MCNP Modeling of the UMass Lowell Research Reactor Gamma Irradiation Facility Michael Ducey Department of Chemical and Nuclear Engineering
Introduction The goal of this project was to develop and validate a detailed Monte Carlo N-Particle Transport1 (MCNP) model of the Gamma Irradiation Facility located in the University of Massachusetts Lowell Research Reactor (UMLRR). The Gamma Irradiation Facility is an offshoot room of the UMLRR, where materials are irradiated by a Cobalt 60 source. Cobalt 60 emits two primary gammas at 1.17 and 1.33 MeV. Knowledge of the gamma irradiation field is needed for both planning and subsequent analysis of any sample irradiation. With a working MCNP model of this facility, the gamma flux as a function of distance from the source can be determined at any particular time. MCNP is a computer code that allows a user to simulate both neutron and photon particle transport. MCNP uses statistical probabilities to track the paths that these particles take throughout a given geometry. This evaluation technique is much different from other deterministic methods like the diffusion equation, which looks at averaged cross sections in homogenized zones to determine the flux distribution throughout the system. In contrast to that solution technique, MCNP looks at the interaction of every radiation particle at every junction. Some examples of this for photons would be simulating the possibility of a particle being involved in a Compton scatter, pair production, or photoelectric effect at a given location. Further, MCNP will use probabilities to calculate the scatter angle and the energy that the photon has after these interactions, and continues to do this until the photon has deposited all of its energy.
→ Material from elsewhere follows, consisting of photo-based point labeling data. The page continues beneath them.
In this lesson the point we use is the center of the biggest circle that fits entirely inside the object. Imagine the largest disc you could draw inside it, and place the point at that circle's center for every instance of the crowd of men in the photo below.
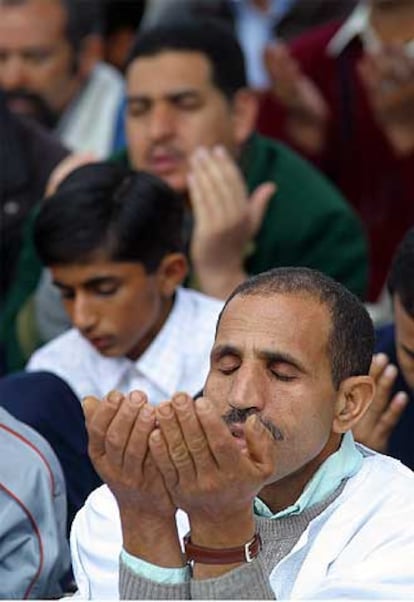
(206, 304)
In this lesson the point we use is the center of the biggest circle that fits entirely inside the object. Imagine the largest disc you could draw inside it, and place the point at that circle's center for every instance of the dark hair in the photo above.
(351, 340)
(210, 37)
(103, 207)
(401, 276)
(84, 17)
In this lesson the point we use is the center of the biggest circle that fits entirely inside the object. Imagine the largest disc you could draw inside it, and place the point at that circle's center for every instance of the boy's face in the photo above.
(117, 306)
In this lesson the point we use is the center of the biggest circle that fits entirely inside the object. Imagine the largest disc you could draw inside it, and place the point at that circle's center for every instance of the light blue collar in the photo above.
(342, 464)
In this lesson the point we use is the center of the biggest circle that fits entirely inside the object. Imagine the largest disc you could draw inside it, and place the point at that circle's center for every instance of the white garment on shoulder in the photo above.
(177, 359)
(362, 544)
(95, 558)
(88, 125)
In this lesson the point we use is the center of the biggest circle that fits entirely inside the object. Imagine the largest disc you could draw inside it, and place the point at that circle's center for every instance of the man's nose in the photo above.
(161, 122)
(14, 73)
(247, 390)
(83, 316)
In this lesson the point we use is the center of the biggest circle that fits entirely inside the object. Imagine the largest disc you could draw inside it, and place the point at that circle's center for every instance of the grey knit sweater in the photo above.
(247, 582)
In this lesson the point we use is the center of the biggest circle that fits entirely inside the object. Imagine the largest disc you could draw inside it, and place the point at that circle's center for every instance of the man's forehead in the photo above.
(172, 68)
(81, 273)
(275, 314)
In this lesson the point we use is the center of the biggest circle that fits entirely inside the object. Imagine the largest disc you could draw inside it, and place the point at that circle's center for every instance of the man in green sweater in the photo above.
(253, 204)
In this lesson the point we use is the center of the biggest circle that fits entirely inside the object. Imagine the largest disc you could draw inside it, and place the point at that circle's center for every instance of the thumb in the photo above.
(258, 203)
(89, 406)
(260, 443)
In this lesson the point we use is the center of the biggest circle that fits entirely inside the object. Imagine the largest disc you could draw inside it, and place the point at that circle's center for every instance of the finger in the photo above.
(203, 196)
(193, 433)
(89, 405)
(137, 446)
(98, 422)
(258, 204)
(232, 180)
(379, 362)
(384, 385)
(161, 457)
(177, 448)
(222, 444)
(64, 168)
(390, 418)
(121, 426)
(261, 446)
(282, 67)
(221, 185)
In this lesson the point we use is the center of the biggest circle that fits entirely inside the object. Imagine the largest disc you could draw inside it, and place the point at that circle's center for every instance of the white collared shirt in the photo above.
(358, 24)
(177, 359)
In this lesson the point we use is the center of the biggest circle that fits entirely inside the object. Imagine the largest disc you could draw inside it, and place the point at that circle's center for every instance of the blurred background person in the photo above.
(51, 68)
(343, 95)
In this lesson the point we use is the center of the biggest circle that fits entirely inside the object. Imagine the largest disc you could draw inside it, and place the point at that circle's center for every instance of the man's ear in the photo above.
(171, 273)
(245, 109)
(354, 397)
(91, 51)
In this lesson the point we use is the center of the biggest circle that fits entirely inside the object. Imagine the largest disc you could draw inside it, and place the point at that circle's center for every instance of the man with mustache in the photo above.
(278, 500)
(50, 70)
(343, 95)
(251, 203)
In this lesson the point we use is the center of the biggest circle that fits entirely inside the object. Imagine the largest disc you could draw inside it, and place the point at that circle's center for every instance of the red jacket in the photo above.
(357, 156)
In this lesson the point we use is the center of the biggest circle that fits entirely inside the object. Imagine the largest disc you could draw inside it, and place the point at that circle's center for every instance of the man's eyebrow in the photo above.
(407, 350)
(268, 355)
(173, 95)
(220, 351)
(282, 357)
(92, 282)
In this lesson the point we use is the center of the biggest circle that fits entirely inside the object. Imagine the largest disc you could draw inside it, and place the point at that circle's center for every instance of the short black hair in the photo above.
(105, 208)
(210, 37)
(84, 17)
(401, 276)
(351, 340)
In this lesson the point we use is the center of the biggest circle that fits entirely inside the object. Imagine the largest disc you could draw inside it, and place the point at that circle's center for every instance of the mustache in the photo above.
(240, 415)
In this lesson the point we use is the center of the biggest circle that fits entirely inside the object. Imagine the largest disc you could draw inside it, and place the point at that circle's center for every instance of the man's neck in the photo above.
(393, 21)
(284, 493)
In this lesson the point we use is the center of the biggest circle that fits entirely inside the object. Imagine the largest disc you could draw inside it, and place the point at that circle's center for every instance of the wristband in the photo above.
(245, 553)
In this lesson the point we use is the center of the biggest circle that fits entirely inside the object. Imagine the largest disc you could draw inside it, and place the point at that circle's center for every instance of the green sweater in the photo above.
(307, 223)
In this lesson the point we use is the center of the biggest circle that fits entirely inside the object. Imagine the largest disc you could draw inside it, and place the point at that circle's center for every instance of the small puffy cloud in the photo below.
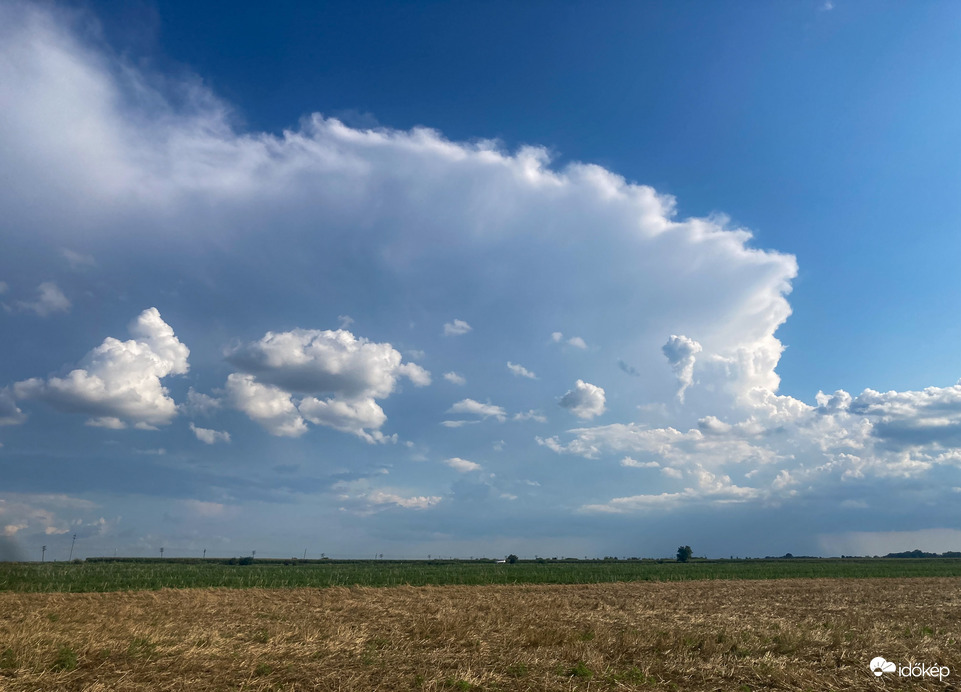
(457, 423)
(78, 260)
(681, 352)
(454, 378)
(312, 361)
(108, 422)
(349, 372)
(462, 465)
(629, 462)
(531, 414)
(50, 299)
(119, 382)
(476, 408)
(209, 436)
(456, 328)
(416, 374)
(575, 341)
(585, 400)
(520, 371)
(9, 413)
(202, 404)
(361, 417)
(265, 404)
(381, 498)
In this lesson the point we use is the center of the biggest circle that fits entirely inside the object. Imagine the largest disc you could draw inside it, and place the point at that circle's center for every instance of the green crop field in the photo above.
(122, 575)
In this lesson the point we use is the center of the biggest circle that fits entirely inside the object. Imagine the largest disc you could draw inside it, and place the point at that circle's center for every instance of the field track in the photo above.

As can be seen from this brief description, MCNP is a powerful tool that can be used to supplement experimental methods, or validate deterministic modeling techniques. 22 UMLJUR
For the purposes of this project, MCNP was used to create a working model of the irradiation facilities at UML. These facilities are used to expose different materials to a photon source and test the material’s response to this irradiation. The photon source that is used in this facility is Cobalt 60 which emits gamma particles, or high energy photons. Cobalt 60 is an unstable isotope of cobalt that readily decays to Nickel 60 by photon decay. Intricate knowledge of both the number of photons present and the energy with which these photons possess, are vital to properly test the exposure to materials. We refer to the flux (the number of particles per cm2 per second) to give us insight into the “quantity” of photons present, and the dose rate (the amount of radiation absorbed per second) to give us insight into the energy deposition associated with a photon field. These terms will be used regularly in the following sections. Establishing a working MCNP model would reduce the need for periodical radiation measurements. Currently, experimental techniques are used to determine photon fluxes and dose rates. This requires irradiating a known sample and “back tracking” information about the photon field from there. Here, MCNP could be used to supplement this existing procedure and would be able to quickly gauge experimental accuracy. In addition, reactor staff could have a preexisting knowledge of the photon flux and energies a head of time and plan accordingly. With a working MCNP model, a user could input the decay corrected source data in a post processing code from MATLAB, and flux profiles as a function of distance and dose rates could be generated. Clearly, this would be a valuable asset to the UML Irradiation Facilities.